Три поцелуя. Питер, Париж, Венеция - стр. 35
Я ясно осознал, что в этом момент со мной разговаривали Лара с Антонио голосом Фортуны.
– Они рядом стоят?
– Если бы, они висят на моем горле мертвой хваткой.
– Давай я тебе позже перезвоню, после занятий.
– Умоляю тебя, не надо, – сорвалась на плач Фортуна. – Не звони мне больше!

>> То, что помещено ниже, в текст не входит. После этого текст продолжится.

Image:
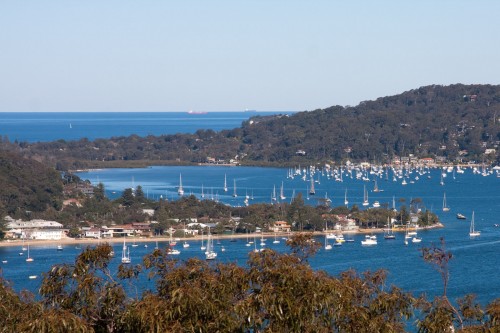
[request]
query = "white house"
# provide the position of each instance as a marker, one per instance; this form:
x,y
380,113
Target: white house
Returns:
x,y
35,229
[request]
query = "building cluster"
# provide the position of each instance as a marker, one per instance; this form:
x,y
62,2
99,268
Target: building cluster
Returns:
x,y
34,229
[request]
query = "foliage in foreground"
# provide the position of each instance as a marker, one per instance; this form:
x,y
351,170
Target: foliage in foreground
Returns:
x,y
273,293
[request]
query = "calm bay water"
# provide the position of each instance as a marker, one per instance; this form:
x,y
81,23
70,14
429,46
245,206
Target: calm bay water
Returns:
x,y
474,268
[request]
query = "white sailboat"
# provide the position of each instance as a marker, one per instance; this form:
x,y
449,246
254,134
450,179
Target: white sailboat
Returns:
x,y
125,253
210,254
365,196
312,191
389,234
445,207
276,241
473,232
203,247
234,186
327,245
180,191
282,195
29,259
369,240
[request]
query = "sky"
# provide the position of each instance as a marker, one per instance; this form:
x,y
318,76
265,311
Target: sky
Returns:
x,y
231,55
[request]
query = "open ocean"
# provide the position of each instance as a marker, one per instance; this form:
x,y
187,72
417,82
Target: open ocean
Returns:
x,y
51,126
474,267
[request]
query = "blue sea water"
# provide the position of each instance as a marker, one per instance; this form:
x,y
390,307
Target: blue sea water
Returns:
x,y
474,267
51,126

– Хорошо, только с одним условием!
– С каким?
– Ты позвонишь мне сама, – пытался я не терять духа.
– Нет.
После этого слова в холле сразу стало сыро и неуютно. Голос Фортуны зачмокал, слова слиплись в одно тяжелое рыдание. Она повесила трубку. Машинально я сразу перезвонил. Абонент вышел из зоны моего сострадания. Мое «Я» съежилось в стенах большого помещения, оттого что я не мог ничем помочь. Я почувствовал себя путником в ночи, который потерял на небе ту самую звезду, что должна была указать ему единственно правильный путь к счастью. Я знал, что рано или поздно это должно было случиться, поскольку от нас с Фортуной так сильно несло любовью, что Лара, как мать, должна была почуять это. Чувствами несло от нас, от обоих, нас стало слишком двое на счастьем выстеленной дороге. И до этого звонка меня ничто не пугало, точнее, до этого молчания. Гораздо хуже чувствуешь себя, когда не можешь дозвониться, нежели когда не звонят тебе. Ее голос нужен был мне, словно ремонтная мастерская моему авто, который столкнулся с трудностями на полном ходу и теперь стоял разбитый на обочине.
– Любовь может быть только в пятницу, в субботу – нет, – комментировала София в телефон, собирая с пола артефакты вчерашней страсти и медленно натягивая на себя: трусики, колготки, бюстгальтер, – суббота – день наведения порядка, но ведь и о голове не следует забывать, – наконец, с трудом выросла та из кофточки.
– Мужчина спит, а ты уже делаешь генеральную уборку в голове и в квартире, – понимающе ответила Лара. – Как у тебя в целом?
– Да все хорошо. Вчера посидели в баре с подругой.
– Как там?
– Как всегда. Похоже на кружок мягкой игрушки: одни клеятся, другие отшивают. У тебя что новенького?
– Суббота. Выходные дни еще хуже будней, когда рядом нет любимого человека.
– Муж на вахте?
– Да. Красота моет полы, – отвечала Лара, присев на диван и пытаясь стащить с левой руки желтую резиновую перчатку.
– Суббота существует не для того, чтобы проводить ее в одиночестве. Выйди на улицу, вдохни солнечной осени, мокрого асфальта, мужского внимания.
– И чем я выдохну?
– В лучшем случае – поцелуем с мартини, в худшем – кофе с дымом.
– Почему в худшем?
– Потому что это будет значить, что либо ты никого не встретила, либо так и не вышла.
– Ты забываешь, что я замужем, – наконец удалось ей стянуть перчатку и положить на край ведра с водой, в котором, как в аквариуме, затихла на дне половая тряпка.
– Звучит, как болезнь.
– Тупая боль одиночества, – усмехнулась в трубку Лара. – Думаю, его все же лучше пережить одной, чем измерять чужими поцелуями.
– Я, наверное, тебя отвлекаю?
– От одиночества? – засмеялась Лара.
– Ага. От уборки.
– Да нет, я уже закончила.
– Может, и мне порядок наведешь? А то мне не собраться. Я шучу, – уже курила на кухне у окна София, глядя, как за пределами стен весна вытравляет остатки зимы.
– Некоторые дни созданы для безделья.
– Просыпаешься в субботу и не знаешь, чем сегодня заняться: можно было бы заняться делом, так выходной, приятно было бы любовью, так не с кем.